In an era of shrinking arts funding and shortened attention spans, Julien Gosselin is betting big—on time, scale, and vision. As the newly appointed director of Paris’s prestigious Odéon-Théâtre de l’Europe, Gosselin is launching a 10-hour theatrical epic that challenges audiences to sit, reflect, and experience storytelling in its most immersive form.

A Grand Vision Amid Fiscal Reality
Despite France’s Ministry of Culture imposing significant budget constraints on national theaters, Gosselin refuses to scale back. His inaugural season at Odéon includes not only the marathon 10-hour production—an adaptation of a sprawling 20th-century novel—but also multilingual performances, experimental staging, and collaborations with refugee artists from across Europe.

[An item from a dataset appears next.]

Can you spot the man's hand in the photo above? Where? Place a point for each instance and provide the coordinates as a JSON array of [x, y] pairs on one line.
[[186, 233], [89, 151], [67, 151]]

Why 10 Hours? The Art of Duration
“Theater isn’t just entertainment—it’s a shared ritual,” Gosselin told The New York Times. “Ten hours lets us build a world the audience can truly live in.” Known for his bold adaptations of literary giants like Proust and Houellebecq, Gosselin uses extended runtimes to explore psychological depth, political nuance, and collective memory in ways traditional theater cannot.
Infographic: Odéon Under Gosselin – By the Numbers
| Metric | Detail |
|---|---|
| Longest Production | 10 hours (single-day performance with meal breaks) |
| Budget Cut (2025) | 12% reduction from Ministry of Culture |
| Languages Featured | French, Arabic, Ukrainian, English, Wolof |
| Collaborating Artists | 42 performers from 15 countries |
Defying the Trend
While many European theaters pivot toward shorter, digital, or commercially safe programming, Gosselin’s approach is a defiant act of artistic resistance. “If we only give people what algorithms say they want, we lose what theater is for,” he said.
- First 10-hour show opens: November 14, 2025
- Seating capacity: 850 (sold out for opening week)
- Intermissions: 3, including a communal dinner on stage
- Funding workaround: Private patrons + EU cultural grants
For theatergoers willing to surrender a full day—and for a cultural institution refusing to shrink its ambition—Gosselin’s Odéon may just be redefining what public theater can be in the 21st century.